Они сели в машину и минут через двадцать въехали в широкие ворота с надписью «Кемпинг», которому через день, уже покидая его, молодая женщина даст название «Бедная Тамара». Поговорив с кем-то в конторе, Ксавье снова сел за руль, и они выехали на огромное поле, обнесенное забором, сплошь заставленное машинами и палатками. От этой панорамы Тамара пришла в ужас.

— Мы что, будем ночевать в палатке? — раздраженно воскликнула она.

— Да, ты ведь сама согласилась.

— Я согласилась?! — Тамара захлебывалась от возмущения. — Я согласилась! Я же думала, что французский кемпинг — это не советский кемпинг. Я думала, что здесь нормальные комфортабельные домики… а это черт знает что!

— Не волнуйся, вот посмотришь, тебе понравится, — попытался успокоить ее Ксавье.

— Понравится! Мне двадцать восемь лет, и я ни разу, слышишь — ни разу, не ночевала в палатке в своей стране, и я не собираюсь менять свои привычки.

Ксавье ничего не ответил, только злые огоньки зажглись в его темных глазах да треугольный чубчик своим углом еще противнее окаймил его лоб.

«Дурак, дурак, — думала Тамара, — он что, издевается надо мной? Не нужна мне такая Франция!
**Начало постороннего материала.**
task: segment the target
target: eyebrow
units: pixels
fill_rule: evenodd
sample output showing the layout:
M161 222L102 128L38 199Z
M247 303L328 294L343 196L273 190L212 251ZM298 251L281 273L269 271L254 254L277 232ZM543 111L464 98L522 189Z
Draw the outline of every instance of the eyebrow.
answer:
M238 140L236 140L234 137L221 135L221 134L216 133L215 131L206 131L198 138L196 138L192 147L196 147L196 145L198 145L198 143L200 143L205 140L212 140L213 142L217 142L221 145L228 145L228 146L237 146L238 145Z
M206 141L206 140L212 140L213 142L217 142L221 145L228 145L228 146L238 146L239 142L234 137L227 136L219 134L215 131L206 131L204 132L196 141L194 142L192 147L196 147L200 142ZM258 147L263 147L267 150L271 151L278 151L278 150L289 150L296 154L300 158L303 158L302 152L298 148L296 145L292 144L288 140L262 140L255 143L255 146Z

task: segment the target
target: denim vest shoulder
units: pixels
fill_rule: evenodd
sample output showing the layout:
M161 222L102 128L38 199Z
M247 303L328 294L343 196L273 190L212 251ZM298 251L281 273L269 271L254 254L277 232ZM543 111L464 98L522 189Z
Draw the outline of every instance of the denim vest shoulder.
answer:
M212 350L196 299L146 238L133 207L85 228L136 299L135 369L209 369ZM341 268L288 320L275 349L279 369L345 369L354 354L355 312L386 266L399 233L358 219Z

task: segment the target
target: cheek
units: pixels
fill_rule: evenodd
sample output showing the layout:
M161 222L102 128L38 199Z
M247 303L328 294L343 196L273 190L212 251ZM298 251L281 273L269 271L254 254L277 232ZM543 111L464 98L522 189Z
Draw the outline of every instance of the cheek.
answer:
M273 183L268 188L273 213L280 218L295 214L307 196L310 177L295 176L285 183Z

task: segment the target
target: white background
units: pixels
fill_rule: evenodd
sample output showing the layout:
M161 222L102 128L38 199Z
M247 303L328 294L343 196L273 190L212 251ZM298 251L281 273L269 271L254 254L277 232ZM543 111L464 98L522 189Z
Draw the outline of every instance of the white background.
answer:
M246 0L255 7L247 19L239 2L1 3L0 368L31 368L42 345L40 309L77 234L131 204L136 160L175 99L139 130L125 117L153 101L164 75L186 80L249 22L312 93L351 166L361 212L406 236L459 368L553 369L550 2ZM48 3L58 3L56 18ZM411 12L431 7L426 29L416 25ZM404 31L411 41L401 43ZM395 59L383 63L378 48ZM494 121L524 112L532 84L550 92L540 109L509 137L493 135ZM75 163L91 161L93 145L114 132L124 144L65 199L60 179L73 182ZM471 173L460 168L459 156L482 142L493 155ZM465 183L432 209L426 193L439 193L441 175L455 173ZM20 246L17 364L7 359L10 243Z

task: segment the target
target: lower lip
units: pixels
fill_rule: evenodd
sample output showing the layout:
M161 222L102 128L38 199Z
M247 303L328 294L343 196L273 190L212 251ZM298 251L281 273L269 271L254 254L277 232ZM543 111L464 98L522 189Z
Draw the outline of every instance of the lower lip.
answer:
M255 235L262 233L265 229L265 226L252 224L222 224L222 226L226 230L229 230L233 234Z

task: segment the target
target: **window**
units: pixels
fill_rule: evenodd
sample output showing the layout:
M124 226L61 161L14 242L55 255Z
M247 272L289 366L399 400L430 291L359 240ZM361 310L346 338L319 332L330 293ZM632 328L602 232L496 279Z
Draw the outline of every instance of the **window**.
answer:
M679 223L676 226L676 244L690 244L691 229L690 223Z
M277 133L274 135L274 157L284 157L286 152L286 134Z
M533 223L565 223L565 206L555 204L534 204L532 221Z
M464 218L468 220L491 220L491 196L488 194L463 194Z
А дура, что приехала. Только деньги зря потратила. Лежала бы себе сейчас в Дагомысе под сочинским ни с чем не сравнимым солнышком, спала бы на финской кровати…»

Тамара действительно любила отдыхать комфортабельно, ей не надо было море ради моря.

«Я отдыхать еду, а не вливаться в коллектив…»

Поэтому слово «отдых» для нее ассоциировалось со словом «комфорт».

Тамара взглянула на хлипкого Ксавье и чертыхнулась, а тот деловито вбивал колышки в землю для палатки…

«Лучше бы ты их себе в башку вбил», — мысленно бесилась молодая женщина.

Натянул брезент, и… получилось самое жуткое сооружение во всем кемпинге. Вокруг высились матерчатые домики с человеческий рост, с окошками, а тут какая-то нора, в которую надо вползать на четвереньках. Ксавье тем временем, не обращая никакого внимания на Тамару, достал что-то вроде примуса и начал разогревать остатки вчерашней похлебки, приготовленной мамой Жизель. Голова Тамары пошла кругом. Она не могла представить, чтобы русские хозяева стали потчевать своих, не то что иностранных, — русских гостей вчерашней похлебкой. Ей было нестерпимо стыдно за эту скаредность, казалось, что все смеются над ними. Кое-как съев этого «рататуя», так называла мама Жизель свое кулинарное произведение, Тамара, проклиная все на свете, за тридевять земель пошла в туалет. Нет, конечно, французский кемпинг, несомненно, кое-чем отличался от советского. Там не было мусорных куч, окруженных хороводом мух, никто не разводил костров, было удивительно чисто и не было пьяных. Но во всем остальном — это тоже поле под открытым небом.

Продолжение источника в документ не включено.